Il lungo articolo di tempi passa poi a sostenere che ci sia il problema del rispetto della legge, contro la volontà di quei sedicenti cattolici che vorrebbero vedere i bambini privati da ogni tutela giuridica come ritorsione verso i loro genitori:

La questione dello stralcio della stepchild adoption che una parte della maggioranza ha sbandierato come vittoria è un contentino di poco valore visto che in materia di adozione resta fermo quanto previsto dalla legge. Ancora una volta il Parlamento ha perso l’occasione di fare il suo mestiere, lasciando al giudice il compito di interpretare la norma in base ai casi a lui sottoposti.

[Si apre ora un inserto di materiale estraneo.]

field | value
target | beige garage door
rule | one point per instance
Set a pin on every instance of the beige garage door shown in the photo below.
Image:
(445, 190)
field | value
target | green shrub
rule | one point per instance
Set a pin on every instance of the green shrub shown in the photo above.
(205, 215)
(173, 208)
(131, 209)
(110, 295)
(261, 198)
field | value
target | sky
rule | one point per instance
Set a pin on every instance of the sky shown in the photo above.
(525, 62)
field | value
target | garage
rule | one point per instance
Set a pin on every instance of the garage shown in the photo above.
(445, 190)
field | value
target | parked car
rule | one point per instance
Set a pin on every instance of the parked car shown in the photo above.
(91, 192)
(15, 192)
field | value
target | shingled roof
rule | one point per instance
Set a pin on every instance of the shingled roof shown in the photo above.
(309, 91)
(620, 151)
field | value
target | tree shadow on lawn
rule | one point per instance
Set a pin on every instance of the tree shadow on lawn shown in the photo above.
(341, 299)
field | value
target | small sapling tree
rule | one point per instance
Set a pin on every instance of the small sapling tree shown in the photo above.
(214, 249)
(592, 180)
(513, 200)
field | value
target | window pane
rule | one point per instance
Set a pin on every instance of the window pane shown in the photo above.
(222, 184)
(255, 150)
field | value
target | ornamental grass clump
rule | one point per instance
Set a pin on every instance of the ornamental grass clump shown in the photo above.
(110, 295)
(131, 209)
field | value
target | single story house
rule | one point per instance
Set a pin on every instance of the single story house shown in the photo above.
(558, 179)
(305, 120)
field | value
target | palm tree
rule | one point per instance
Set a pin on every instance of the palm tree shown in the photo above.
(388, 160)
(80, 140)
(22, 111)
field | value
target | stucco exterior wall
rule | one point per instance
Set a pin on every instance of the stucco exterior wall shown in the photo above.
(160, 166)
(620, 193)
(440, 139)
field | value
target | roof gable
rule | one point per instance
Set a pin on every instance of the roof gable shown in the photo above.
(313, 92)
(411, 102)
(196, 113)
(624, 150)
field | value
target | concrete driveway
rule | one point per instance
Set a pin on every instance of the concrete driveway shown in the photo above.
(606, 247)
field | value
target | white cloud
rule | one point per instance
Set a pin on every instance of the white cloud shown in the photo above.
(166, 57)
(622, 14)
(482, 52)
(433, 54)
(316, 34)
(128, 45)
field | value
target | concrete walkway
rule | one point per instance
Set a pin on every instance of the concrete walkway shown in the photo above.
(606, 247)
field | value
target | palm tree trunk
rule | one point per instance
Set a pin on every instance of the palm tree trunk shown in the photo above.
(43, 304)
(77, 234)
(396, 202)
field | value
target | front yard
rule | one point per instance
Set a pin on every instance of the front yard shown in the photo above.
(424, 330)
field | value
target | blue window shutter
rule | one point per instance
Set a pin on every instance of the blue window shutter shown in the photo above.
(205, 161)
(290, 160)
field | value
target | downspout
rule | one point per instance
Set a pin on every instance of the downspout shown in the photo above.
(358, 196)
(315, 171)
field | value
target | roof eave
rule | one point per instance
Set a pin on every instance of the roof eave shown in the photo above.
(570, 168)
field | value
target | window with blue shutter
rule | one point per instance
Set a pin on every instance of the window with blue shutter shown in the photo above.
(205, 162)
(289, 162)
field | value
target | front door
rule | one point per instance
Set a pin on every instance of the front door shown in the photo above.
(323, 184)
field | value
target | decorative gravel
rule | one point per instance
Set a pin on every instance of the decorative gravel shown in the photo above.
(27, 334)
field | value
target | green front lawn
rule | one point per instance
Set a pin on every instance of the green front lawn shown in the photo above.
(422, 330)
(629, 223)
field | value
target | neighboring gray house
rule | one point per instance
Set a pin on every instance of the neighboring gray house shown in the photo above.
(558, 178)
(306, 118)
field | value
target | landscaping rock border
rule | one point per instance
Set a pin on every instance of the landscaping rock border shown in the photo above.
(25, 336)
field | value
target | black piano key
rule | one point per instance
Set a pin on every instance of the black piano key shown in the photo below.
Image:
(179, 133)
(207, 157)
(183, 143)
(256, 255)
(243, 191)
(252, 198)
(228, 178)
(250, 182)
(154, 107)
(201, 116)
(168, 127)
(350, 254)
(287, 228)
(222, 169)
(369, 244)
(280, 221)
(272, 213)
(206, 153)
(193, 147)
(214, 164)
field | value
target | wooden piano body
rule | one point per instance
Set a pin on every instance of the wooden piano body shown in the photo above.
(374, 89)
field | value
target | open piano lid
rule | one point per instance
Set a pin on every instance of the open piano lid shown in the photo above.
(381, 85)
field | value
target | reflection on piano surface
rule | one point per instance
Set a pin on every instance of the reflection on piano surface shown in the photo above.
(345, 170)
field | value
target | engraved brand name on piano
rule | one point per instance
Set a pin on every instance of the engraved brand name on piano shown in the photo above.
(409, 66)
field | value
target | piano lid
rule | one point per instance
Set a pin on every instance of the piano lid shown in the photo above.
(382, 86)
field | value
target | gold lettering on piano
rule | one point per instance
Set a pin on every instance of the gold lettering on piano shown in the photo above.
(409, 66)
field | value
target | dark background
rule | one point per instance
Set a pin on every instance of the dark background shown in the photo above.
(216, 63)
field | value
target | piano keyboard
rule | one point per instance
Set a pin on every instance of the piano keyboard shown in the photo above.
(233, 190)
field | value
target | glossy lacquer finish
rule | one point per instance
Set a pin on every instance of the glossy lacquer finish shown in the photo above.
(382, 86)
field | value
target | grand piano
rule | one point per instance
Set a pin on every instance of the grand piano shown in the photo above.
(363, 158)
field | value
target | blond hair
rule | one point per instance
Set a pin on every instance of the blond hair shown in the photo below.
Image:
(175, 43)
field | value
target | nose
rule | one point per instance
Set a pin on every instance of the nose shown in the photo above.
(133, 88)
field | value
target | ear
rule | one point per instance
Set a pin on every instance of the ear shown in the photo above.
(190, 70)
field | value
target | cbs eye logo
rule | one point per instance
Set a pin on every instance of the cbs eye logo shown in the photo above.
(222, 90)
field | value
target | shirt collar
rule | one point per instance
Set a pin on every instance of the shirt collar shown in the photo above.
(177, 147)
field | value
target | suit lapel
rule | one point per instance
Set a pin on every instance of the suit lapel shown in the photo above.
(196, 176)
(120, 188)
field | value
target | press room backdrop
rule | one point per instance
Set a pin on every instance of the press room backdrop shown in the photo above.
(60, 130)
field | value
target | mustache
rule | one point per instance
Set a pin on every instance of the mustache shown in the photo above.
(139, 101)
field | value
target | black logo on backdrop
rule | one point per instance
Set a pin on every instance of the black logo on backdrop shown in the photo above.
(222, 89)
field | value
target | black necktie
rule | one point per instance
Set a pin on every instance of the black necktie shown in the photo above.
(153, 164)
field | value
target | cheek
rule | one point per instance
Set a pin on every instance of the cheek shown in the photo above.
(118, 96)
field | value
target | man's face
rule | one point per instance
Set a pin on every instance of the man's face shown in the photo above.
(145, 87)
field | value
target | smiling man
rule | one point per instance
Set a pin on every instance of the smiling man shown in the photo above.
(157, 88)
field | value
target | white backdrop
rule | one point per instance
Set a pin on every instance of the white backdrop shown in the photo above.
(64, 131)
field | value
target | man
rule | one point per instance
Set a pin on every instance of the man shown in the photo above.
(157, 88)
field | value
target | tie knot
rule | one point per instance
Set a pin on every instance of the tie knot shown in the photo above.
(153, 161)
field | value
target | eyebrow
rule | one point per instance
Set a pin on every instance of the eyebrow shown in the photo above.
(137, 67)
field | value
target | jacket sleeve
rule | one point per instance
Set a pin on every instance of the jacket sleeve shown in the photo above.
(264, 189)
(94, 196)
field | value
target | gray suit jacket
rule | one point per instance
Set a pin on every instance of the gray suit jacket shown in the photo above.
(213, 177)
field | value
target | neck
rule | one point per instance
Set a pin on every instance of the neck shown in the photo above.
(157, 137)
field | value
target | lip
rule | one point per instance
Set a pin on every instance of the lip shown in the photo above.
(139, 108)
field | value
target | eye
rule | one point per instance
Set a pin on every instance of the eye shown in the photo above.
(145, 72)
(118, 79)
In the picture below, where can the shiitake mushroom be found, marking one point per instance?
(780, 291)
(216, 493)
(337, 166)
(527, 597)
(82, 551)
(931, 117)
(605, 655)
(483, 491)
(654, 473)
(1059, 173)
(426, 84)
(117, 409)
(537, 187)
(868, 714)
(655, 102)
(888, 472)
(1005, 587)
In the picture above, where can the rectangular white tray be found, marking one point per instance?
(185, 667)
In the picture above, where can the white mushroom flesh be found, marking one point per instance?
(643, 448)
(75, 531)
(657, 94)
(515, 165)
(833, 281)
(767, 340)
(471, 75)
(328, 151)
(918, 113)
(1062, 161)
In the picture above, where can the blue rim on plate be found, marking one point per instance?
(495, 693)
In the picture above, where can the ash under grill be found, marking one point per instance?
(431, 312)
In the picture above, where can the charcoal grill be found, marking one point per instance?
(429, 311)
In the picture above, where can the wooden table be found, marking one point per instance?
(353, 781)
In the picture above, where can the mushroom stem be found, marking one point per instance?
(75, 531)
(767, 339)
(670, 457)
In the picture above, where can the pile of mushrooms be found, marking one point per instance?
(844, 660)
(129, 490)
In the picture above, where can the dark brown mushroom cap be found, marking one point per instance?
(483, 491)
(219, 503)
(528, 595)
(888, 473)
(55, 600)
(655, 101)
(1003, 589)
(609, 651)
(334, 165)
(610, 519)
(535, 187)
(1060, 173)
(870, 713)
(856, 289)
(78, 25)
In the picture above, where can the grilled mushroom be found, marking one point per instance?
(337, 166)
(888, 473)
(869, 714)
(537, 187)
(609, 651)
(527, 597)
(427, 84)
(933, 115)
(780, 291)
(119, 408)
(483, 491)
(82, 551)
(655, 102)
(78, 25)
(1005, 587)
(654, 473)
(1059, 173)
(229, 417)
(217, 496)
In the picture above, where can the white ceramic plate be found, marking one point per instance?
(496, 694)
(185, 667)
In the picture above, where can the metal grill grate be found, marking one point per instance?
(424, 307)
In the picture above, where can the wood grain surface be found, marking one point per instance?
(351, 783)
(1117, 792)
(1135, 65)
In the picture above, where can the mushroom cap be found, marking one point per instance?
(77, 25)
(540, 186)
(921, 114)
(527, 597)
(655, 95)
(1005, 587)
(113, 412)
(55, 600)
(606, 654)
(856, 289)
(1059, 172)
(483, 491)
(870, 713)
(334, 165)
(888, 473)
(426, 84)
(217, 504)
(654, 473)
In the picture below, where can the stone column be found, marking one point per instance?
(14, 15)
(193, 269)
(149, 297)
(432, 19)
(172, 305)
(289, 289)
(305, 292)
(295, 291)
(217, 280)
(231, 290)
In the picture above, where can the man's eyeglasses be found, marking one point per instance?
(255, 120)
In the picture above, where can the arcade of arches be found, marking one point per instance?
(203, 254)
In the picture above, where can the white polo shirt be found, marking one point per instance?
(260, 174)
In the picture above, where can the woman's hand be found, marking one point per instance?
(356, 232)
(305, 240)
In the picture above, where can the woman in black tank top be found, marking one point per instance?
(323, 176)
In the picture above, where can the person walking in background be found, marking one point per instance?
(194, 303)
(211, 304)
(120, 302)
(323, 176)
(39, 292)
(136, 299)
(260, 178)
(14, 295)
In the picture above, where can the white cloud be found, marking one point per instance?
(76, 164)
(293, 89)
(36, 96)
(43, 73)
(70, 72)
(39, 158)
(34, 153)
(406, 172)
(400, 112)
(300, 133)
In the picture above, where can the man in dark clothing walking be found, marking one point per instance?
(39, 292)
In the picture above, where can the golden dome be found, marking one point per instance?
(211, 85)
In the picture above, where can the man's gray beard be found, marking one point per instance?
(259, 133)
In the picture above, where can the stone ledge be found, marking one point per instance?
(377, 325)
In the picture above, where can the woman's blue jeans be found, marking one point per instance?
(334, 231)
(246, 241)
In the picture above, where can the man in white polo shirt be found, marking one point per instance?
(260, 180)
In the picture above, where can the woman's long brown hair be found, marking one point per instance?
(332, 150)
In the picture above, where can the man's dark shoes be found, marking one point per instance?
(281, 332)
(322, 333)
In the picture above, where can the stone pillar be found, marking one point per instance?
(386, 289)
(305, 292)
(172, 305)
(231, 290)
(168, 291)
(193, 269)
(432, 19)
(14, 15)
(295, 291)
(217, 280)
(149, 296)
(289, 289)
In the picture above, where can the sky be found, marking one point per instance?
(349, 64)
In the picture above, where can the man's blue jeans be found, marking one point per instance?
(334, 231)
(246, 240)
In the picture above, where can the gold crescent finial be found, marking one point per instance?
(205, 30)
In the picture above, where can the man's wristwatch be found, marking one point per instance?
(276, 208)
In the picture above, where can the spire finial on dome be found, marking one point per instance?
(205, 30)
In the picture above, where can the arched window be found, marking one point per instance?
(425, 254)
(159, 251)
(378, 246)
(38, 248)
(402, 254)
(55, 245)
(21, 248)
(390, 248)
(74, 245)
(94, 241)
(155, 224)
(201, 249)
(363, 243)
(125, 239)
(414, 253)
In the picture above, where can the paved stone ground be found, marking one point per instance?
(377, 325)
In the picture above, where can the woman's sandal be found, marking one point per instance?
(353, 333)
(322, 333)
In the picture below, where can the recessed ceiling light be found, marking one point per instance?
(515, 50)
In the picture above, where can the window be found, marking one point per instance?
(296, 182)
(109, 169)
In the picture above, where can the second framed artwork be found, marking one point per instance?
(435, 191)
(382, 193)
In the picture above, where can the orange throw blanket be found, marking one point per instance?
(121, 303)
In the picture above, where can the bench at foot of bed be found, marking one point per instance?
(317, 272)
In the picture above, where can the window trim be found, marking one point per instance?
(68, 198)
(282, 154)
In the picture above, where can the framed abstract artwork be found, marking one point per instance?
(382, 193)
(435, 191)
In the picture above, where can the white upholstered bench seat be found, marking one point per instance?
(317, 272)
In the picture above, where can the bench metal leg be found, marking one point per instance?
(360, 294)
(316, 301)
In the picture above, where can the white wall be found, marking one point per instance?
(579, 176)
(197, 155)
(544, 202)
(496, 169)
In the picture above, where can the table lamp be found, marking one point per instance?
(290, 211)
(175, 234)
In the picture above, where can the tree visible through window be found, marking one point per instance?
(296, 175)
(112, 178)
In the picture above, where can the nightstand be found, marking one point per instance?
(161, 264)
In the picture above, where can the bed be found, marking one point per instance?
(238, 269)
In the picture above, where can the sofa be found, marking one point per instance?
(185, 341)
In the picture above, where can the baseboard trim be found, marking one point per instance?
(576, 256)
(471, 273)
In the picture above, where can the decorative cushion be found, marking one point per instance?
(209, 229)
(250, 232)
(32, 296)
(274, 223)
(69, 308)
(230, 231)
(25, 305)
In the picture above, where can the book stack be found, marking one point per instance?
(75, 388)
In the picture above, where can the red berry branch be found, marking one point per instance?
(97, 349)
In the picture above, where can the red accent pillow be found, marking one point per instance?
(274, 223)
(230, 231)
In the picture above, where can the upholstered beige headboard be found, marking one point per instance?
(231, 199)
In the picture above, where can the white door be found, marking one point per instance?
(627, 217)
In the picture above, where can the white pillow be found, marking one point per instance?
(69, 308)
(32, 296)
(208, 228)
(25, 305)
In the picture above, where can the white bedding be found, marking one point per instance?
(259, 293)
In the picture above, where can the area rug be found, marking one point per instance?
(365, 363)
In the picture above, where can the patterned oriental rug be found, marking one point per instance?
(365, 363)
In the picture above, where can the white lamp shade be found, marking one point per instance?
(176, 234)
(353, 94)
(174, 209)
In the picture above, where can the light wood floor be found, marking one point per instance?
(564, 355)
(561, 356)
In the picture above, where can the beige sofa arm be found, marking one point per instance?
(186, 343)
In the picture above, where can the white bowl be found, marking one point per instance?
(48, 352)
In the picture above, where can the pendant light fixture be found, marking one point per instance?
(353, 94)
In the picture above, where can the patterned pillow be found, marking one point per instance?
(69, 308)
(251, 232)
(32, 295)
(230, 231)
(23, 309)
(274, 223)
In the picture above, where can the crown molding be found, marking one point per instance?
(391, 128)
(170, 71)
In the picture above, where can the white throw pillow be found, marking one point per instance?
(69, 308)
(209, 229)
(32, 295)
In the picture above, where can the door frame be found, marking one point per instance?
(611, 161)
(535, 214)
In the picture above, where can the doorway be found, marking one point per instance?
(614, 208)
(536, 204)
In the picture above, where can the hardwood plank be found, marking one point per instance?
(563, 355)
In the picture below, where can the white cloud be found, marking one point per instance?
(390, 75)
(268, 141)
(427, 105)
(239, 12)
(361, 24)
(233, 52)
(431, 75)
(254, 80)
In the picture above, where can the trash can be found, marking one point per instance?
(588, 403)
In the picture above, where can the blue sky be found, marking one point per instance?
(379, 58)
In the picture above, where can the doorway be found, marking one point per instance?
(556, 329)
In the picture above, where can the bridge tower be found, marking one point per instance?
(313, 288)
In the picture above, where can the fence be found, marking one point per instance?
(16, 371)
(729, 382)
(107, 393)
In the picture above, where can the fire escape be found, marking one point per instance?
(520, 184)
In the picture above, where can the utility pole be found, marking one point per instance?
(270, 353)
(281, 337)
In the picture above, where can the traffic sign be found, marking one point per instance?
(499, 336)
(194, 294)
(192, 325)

Melita Cavallo, ex presidente del tribunale dei minori di Roma e capo del dipartimento di giustizia minorile, nel 2015 ha firmato ben 15 sentenze di adozioni da parte di coppie omosessuali. «Questa legge non evita che i giudici diano la possibilità alle coppie omosessuali di adottare», spiega Malan. «In realtà li incoraggia. Queste sentenze ci sono già state anche se le coppie omosessuali non erano legate da nessun vincolo davanti allo Stato. Figuratevi ora che è passata la legge. Perché mai i giudici non dovrebbero continuare a consentire queste adozioni? Soltanto perché rispetto al matrimonio non c’è l’obbligo di fedeltà? Perché il loro stare insieme non si chiama matrimonio ma unione civile? E se questo ragionamento non lo farà un giudice ordinario, lo farà certamente un giudice europeo. A Bruxelles non vanno a vedere se si chiama matrimonio o unione civile, guardano la sostanza, e qui la sostanza è esattamente identica».

Si passa poi alla promozione delle fantasiose della lega Nord volte a cercare di sottrarre la pensione di reversibilità ai gay, lamentando però come ci sia il rischio che anche le coppie eterosessuali senza figli possano esserne colpite (e sia mai, dato che l'obiettivo è danneggiare i gay e non certo quelle famiglie equivalenti in cui c'è un uomo e una donna, ndr):

Ma altre proposte stanno arrivando. La prima è quella di Claudio Borghi Aquilini, responsabile economico della Lega Nord: «La pensione di reversibilità è nata nel 1939 come incentivo alla natalità, un’assicurazione alle madri che sceglievano di restare a casa per fare e accudire i figli. Allora – ha detto Borghi a Libero – basterebbe modificare la legge sulla reversibilità prevedendo che il beneficio a tutte le coppie che si uniscono da oggi in poi, in qualsiasi forma, venga concesso solo in presenza di figli. Così si eviterebbero abusi, recuperando anche il senso dello strumento». Una soluzione interessante ma di difficile attuazione perché ci sarebbero da tenere in considerazione un ventaglio infinito di aspetti: se uno ha avuto dei figli e questi sono morti, cosa facciamo? Togliamo la reversibilità anche a loro? E quelle donne che hanno smesso di lavorare per tentare di avere figli ma non ci sono riuscite?

Insomma, quelli di Tempi sono chiari nel dire che solo i gay devono essere esclusi da ogni tutela economica e giuridica perché loro sono le persone a cui la loro redazione ha dichiarato guerra.